Starting an unconditional generation experiment

lmnt-com / diffwave

DiffWave is a fast, high-quality neural vocoder and waveform synthesizer.

Apache License 2.0

778 stars 113 forks source link

Starting an unconditional generation experiment #5

Closed ladium493 closed 4 years ago

ladium493 commented 4 years ago

For unconditional generation, is that changing y = self.dilated_conv(y) + conditioner in model.py to y = self.dilated_conv(y) avaliable?

And how to generate samples?

sharvil commented 4 years ago

I haven't experimented too much with unconditional generation yet. You'll have to make the code changes yourself if you want to play with it before I get around to making the changes.

Besides removing the conditioning network, you'll also need to increase the receptive field size so that it covers the entire utterance. Specifically:

increase number of layers to 36
increase dilation cycle length to 12
increase diffusion steps to 200
increase residual channels to 256
use a linear spaced noise schedule covering [1e-4, 2e-2]

All of the changes I listed can be made in params.py and are tuned to the Speech Commands 0-9 dataset. Generating samples is pretty straightforward: in inference.py you'll just drop the spectrogram argument and pass in None to the model.

Let me know if you have more questions. I'd love to hear how your experiment goes!

ladium493 commented 4 years ago

Finally got some results instead of small noise. A smaller dataset is used for training (up down left right). T=20 result in some recognizable voices. Thanks for helping!

And what about adding padding to the short samples instead of deleting them? If all samples in a minibatch are deleted, the training process will be terminated, which is annoying. https://github.com/lmnt-com/diffwave/blob/master/src/diffwave/dataset.py#L56

sharvil commented 4 years ago

Great! Glad to hear you're getting something that resembles speech.

Padding is a valid way to handle short samples, though it has the effect of being less computationally efficient. Another option - especially if you have a lot of short samples which it sounds like you do - is to reduce the number of frames to train on (also in params.py).

ladium493 commented 4 years ago

Yes that works. My problems are solved. Thanks for your helping!

ladium493 commented 4 years ago

Yes that works. My problems are solved.

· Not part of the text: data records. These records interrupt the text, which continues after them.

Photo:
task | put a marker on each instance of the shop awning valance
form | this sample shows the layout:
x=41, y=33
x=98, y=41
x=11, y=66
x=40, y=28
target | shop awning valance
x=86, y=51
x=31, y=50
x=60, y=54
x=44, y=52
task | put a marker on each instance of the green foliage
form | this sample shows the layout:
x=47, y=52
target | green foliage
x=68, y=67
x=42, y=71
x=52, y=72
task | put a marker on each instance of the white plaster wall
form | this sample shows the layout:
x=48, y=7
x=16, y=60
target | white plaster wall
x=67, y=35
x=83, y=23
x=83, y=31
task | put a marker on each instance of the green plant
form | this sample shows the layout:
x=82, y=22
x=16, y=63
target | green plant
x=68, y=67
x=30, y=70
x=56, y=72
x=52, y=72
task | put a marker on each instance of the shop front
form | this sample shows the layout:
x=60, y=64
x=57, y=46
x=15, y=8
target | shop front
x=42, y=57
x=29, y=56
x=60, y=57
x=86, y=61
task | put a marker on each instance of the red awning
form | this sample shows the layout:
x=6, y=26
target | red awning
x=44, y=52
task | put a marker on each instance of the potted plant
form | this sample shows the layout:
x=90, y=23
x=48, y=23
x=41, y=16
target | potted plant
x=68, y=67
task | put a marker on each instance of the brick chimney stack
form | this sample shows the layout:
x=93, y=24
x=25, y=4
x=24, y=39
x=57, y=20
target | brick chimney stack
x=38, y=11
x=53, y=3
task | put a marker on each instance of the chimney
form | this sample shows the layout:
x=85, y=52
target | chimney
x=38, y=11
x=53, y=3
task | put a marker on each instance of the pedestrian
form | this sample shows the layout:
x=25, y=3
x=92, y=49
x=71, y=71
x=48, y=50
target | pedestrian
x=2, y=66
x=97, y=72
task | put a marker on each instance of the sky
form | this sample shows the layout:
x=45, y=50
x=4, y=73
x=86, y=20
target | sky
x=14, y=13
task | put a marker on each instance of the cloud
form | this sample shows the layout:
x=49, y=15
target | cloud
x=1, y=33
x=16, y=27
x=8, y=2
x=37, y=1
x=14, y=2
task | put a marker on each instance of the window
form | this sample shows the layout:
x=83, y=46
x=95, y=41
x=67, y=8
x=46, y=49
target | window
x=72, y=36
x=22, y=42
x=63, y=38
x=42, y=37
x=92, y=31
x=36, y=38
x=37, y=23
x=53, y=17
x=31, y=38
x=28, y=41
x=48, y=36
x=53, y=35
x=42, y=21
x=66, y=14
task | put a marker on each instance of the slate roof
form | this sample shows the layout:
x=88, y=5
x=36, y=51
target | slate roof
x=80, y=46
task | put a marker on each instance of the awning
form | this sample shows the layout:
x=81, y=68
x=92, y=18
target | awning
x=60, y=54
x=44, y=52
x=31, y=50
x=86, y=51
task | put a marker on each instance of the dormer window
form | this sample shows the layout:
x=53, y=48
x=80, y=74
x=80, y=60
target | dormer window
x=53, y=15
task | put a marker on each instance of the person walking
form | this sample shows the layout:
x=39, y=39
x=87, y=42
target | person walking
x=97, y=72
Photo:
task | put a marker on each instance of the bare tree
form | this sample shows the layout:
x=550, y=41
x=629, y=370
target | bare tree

Thanks for your helping!

moiseshorta commented 4 years ago

Hi,

I'm very curious onto how to implement the unconditional generation for my experiments as well.

Would have any code modifications on how to do this?

Thanks so much

sharvil commented 4 years ago

@moiseshorta, have you tried making the changes I described in https://github.com/lmnt-com/diffwave/issues/5#issuecomment-707326100? That should be a good starting point for your experiments.